Bangladesh’s Cloistered Clothing Destruction
Bangladeshi shares continued to lag on the MSCI frontier index following another textile factory tragedy as hundreds of workers perished in a multi-story building collapse just a day after major cracks were acknowledged by the owners and management. The garment industry union again led protests demanding stricter safety standards and enforcement as the prime minister vowed action after visiting the site amid preparation for upcoming elections. Multinational buyers like Wal-Mart who have relocated operations from higher-cost China also reiterated a commitment to facility protection and decent wages under pressure from outside monitoring groups. The calamity occurred on the heels of the IMF’s mixed report on the first year of its standby assistance. For the current fiscal year ending in June GDP growth should near 6 percent on inflation at 8 percent on rough current account balance with steady remittances. The suspended $1 billion Padma Bridge project remains an aid and infrastructure bottleneck until corruption allegations are resolved. VAT passage, subsidy adjustments, and state-owned company audits should bring the fiscal deficit to 5 percent of GDP as non-concessional debt was incurred with Russia for nuclear energy development and a technical committee was established to consider a pilot sovereign bond. Monetary policy has tightened in response to food costs as regulators investigate a large government bank fraud and modernize the primary dealer system to ensure competitionand transparency. Existing practice tends toward “devolvement” with the intermediaries assigned price and volume mandates from Treasury issue organizers. Commercial banks are “under stress” according to the Fund with the average capital adequacy ratio only 4 percent, and NPLs at 15 percent of the portfolio on flat profits. New guidelines will limit stock market exposure to 25 percent of regulatory equity as the Dhaka and Chittagong exchanges get ready for demutualization with Asian Development Bank advice. Foreign exchange rules are under review as the sub-region liberalizes and the central bank will refrain from pegging the taka with reserves over $12 billion or three months’ imports.
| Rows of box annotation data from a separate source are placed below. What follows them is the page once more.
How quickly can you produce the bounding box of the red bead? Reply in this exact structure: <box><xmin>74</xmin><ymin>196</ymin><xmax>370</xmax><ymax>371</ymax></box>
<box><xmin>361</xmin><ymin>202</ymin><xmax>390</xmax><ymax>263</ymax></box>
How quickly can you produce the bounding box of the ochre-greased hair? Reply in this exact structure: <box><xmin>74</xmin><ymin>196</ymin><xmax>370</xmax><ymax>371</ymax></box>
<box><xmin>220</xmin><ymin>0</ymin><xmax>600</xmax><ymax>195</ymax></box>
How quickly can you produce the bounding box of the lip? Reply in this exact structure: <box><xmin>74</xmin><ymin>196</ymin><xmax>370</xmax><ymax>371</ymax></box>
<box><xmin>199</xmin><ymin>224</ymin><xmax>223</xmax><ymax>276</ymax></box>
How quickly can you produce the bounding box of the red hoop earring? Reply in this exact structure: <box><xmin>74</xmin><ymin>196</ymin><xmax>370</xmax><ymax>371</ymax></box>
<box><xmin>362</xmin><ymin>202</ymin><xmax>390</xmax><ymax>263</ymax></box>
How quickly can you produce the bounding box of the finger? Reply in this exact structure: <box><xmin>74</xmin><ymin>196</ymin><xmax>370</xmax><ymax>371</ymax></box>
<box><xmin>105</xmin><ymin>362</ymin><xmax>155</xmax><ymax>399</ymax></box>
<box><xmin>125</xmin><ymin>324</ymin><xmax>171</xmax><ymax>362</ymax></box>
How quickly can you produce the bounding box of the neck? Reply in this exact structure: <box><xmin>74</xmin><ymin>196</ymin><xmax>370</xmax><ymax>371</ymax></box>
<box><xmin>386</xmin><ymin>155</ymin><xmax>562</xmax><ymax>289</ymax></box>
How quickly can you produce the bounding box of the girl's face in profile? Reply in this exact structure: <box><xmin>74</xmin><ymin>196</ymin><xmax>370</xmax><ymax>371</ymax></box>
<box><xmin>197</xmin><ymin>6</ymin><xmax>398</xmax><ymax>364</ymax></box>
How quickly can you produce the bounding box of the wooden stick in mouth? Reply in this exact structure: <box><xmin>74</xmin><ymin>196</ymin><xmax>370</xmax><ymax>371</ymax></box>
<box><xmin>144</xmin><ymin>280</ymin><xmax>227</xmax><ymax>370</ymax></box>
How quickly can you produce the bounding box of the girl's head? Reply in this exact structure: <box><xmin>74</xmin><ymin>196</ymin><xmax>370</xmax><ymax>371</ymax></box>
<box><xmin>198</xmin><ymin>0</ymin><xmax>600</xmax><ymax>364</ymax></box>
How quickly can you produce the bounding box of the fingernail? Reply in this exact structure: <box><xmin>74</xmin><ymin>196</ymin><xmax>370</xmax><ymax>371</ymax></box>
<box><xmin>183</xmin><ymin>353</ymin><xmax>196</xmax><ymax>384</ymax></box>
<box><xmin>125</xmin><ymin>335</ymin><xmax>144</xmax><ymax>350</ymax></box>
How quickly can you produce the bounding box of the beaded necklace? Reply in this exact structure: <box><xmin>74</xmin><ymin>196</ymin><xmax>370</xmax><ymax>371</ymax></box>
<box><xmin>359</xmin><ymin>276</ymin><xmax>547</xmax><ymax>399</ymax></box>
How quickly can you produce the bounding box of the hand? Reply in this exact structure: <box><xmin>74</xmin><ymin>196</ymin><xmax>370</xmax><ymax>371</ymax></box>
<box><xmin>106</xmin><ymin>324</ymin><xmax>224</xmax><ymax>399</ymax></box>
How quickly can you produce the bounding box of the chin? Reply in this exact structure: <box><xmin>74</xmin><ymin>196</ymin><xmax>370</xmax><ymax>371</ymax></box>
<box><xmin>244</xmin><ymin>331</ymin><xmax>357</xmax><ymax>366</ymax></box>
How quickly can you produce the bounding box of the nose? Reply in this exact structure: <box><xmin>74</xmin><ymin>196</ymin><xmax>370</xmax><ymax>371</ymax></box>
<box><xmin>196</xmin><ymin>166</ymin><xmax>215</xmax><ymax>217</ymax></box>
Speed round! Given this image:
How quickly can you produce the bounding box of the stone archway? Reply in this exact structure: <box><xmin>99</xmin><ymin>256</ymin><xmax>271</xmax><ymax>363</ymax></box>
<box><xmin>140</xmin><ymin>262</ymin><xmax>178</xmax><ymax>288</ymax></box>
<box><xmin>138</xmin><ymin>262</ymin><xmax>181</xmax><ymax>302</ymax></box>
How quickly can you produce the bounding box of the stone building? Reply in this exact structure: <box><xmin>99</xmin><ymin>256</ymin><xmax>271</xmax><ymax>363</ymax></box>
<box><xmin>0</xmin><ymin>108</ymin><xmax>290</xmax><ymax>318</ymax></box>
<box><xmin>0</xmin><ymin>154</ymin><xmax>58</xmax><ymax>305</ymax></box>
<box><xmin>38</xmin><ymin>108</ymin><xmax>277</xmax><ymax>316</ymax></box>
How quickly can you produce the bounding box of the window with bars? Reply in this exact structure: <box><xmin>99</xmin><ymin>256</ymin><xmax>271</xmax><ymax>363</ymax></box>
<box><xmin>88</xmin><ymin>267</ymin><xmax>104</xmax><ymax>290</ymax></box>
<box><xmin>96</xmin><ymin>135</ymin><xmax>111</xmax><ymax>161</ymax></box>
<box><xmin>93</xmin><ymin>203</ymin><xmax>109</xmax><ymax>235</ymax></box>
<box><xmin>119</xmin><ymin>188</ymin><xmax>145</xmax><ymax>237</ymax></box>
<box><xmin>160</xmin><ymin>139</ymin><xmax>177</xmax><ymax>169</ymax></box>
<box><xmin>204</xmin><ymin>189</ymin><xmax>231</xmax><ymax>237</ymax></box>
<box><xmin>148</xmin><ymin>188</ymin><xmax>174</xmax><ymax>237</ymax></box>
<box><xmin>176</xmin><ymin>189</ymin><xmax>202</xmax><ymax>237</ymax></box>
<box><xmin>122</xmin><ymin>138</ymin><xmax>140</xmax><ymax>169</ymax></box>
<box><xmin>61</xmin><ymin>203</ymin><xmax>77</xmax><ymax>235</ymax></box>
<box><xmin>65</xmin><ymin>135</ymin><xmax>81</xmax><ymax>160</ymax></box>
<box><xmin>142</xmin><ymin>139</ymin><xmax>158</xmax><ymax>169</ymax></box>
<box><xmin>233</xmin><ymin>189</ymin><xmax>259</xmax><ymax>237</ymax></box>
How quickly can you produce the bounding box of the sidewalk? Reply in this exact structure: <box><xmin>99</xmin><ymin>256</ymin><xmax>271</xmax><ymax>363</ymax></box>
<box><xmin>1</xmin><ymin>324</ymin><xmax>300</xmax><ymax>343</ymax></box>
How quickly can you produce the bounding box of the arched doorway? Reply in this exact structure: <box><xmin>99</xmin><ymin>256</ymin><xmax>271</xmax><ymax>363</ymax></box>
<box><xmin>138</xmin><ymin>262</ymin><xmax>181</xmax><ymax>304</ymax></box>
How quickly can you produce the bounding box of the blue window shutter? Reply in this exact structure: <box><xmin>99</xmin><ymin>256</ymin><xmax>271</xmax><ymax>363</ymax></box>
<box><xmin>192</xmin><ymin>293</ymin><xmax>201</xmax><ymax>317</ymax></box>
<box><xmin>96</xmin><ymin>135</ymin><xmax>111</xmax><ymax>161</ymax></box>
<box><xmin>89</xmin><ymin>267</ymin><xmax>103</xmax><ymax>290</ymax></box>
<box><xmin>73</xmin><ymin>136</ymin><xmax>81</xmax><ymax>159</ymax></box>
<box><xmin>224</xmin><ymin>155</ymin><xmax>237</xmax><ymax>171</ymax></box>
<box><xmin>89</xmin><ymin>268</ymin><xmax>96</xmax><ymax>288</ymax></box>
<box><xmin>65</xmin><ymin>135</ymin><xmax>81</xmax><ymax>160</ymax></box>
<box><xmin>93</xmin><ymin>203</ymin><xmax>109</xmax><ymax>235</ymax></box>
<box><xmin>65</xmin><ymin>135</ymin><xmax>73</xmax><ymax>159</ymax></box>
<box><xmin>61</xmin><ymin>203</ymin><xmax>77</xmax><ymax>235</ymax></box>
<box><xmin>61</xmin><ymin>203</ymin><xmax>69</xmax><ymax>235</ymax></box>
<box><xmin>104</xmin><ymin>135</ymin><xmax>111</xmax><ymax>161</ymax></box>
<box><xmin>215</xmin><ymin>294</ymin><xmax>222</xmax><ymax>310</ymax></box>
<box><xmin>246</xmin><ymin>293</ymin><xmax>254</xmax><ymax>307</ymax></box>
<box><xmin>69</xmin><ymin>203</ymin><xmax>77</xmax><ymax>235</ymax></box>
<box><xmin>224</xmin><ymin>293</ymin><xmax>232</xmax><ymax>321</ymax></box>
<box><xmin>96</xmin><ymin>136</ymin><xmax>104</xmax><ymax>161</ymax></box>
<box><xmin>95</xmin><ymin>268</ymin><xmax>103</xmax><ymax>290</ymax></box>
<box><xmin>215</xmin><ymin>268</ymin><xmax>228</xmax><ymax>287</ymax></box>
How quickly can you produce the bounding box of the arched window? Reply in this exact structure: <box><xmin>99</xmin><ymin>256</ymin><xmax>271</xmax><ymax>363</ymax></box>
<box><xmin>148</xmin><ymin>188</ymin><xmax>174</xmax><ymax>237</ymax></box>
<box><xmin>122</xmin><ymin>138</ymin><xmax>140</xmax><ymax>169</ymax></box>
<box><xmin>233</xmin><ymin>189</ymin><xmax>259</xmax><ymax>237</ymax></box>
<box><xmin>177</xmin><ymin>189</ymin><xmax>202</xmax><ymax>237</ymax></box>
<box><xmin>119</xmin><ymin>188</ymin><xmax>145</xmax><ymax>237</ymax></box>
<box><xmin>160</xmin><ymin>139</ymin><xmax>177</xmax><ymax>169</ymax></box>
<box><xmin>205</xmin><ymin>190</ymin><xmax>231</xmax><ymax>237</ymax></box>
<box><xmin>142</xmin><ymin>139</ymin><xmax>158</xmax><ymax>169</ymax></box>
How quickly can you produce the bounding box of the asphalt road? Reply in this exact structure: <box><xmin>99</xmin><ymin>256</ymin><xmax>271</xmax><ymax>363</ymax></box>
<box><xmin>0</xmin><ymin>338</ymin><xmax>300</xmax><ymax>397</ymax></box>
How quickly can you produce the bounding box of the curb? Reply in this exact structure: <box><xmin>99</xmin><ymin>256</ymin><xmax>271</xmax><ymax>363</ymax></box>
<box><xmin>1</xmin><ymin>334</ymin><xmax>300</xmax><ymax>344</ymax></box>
Pakistan’s level is below that figure on a heavy $5 billion debt repayment schedule this year as the civilian administration looks to a first post-independence handover in May elections, with perennial candidate Sharif pitted against former cricket superstar Khan appealing to young voters for a new leadership generation. Top economic and financial officials serving on an interim basis have urged the IMF to reconsider a $5-10 billion loan after the previous program lapsed as GDP growth slips to 3 percent on chronic power and security threats. The incumbent PPP may again come out ahead and be forced into a coalition, while returning army head Musharraf still commands a following if he can dismiss power abuse charges. Private sector capital outflows with poor confidence have offset good remittance trends as the business fabric further shreds.